Die böse Stiefmutter

Es war einmal eine Frau, die war eine rechte Hexe. Sie hatte zwei Töchter: eine hässlich und böse, die liebte sie, weil sie ihre leibliche Tochter war, und eine schön und gut, die hasste sie, weil sie ihre Stieftochter war.

Zu einer Zeit hatte die Stieftochter eine schöne Schürze, die der anderen so gefiel, dass sie neidisch wurde und ihrer Mutter sagte, sie wollte und müsste die Schürze haben.

„Sei still, mein Kind“

, sprach die Alte,

„du sollst sie auch haben. Deine Stiefschwester hat längst den Tod verdient. Heute Nacht, wenn sie schläft, so komme ich und haue ihr den Kopf ab. Sorge nur, dass du dich hinten ins Bett legst, und schieb sie recht nach vorne.“

Um das arme Mädchen wäre es geschehen gewesen, wenn es nicht gerade in einer Ecke gestanden und alles mit angehört hätte. Es durfte den ganzen Tag nicht zur Türe hinaus. Als die Schlafenszeit gekommen war, musste es zuerst ins Bett steigen, damit die Schwester sich hinten hinlegen konnte. Als diese aber eingeschlafen war, schob das arme Mädchen sie sachte nach vorne und nahm selbst den Platz hinten an der Wand ein.

In der Nacht kam die Alte geschlichen. In der rechten Hand hielt sie eine Axt, mit der linken fühlte sie erst, ob auch jemand vorne lag, und dann fasste sie die Axt mit beiden Händen, hieb zu und schlug ihrem eigenen Kinde den Kopf ab.

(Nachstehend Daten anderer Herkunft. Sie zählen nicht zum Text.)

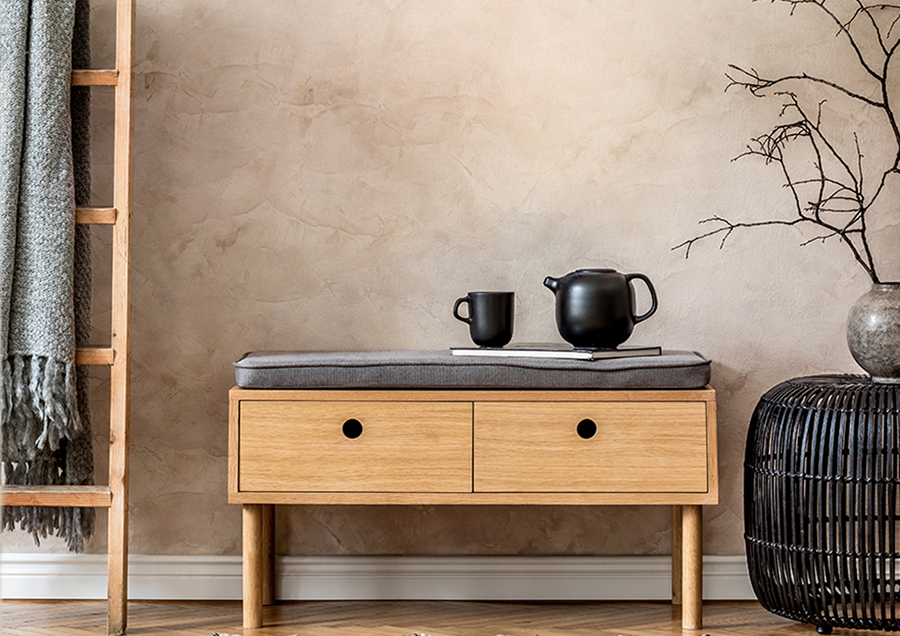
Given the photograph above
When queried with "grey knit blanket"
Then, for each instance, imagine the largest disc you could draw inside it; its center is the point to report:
(45, 274)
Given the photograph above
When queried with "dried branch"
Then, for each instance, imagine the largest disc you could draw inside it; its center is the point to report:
(756, 85)
(833, 197)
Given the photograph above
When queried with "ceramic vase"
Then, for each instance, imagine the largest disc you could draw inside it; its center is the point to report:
(873, 332)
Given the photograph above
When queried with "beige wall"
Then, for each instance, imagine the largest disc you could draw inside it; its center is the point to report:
(332, 175)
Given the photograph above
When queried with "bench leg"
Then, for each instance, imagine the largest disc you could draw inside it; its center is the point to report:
(268, 554)
(692, 567)
(253, 565)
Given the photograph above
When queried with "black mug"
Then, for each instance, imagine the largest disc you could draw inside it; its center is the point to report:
(490, 317)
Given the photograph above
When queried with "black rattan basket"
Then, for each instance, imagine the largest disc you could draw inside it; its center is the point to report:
(821, 476)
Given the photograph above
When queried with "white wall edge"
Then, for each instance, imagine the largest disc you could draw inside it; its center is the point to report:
(483, 578)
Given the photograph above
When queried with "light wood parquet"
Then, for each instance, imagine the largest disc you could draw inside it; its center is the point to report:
(400, 618)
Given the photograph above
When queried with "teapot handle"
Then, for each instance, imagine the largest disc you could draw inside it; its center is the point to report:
(652, 310)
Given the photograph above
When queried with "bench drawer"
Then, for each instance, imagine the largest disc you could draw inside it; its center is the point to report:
(296, 446)
(635, 447)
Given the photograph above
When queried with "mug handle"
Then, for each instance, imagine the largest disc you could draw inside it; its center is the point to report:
(460, 301)
(652, 310)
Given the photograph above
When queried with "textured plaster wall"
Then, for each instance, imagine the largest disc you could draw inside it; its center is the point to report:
(332, 175)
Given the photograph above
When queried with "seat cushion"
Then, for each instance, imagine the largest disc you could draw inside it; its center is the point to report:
(442, 370)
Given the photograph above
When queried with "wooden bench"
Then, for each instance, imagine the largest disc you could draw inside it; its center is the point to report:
(469, 446)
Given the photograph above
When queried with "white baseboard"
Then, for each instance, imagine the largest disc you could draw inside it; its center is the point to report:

Die Flucht und die Blutstropfen

Als sie fortgegangen war, stand das Mädchen auf, ging zu seinem Liebsten, der Roland hieß, und klopfte an seine Türe. Als er herauskam, sprach sie zu ihm:

„Höre, liebster Roland, wir müssen eilig fliehen! Die Stiefmutter hat mich totschlagen wollen, hat aber ihr eigenes Kind getroffen. Kommt der Tag und sie sieht, was sie getan hat, so sind wir verloren.“

„Ich rate dir aber“

, sagte Roland,

„dass du erst ihren Zauberstab wegnimmst. Sonst können wir uns nicht retten, wenn sie uns nachsetzt und verfolgt.“

Das Mädchen holte den Zauberstab. Dann nahm es den toten Kopf und tröpfelte drei Blutstropfen auf die Erde: einen vor das Bett, einen in die Küche und einen auf die Treppe. Darauf eilte es mit seinem Liebsten fort.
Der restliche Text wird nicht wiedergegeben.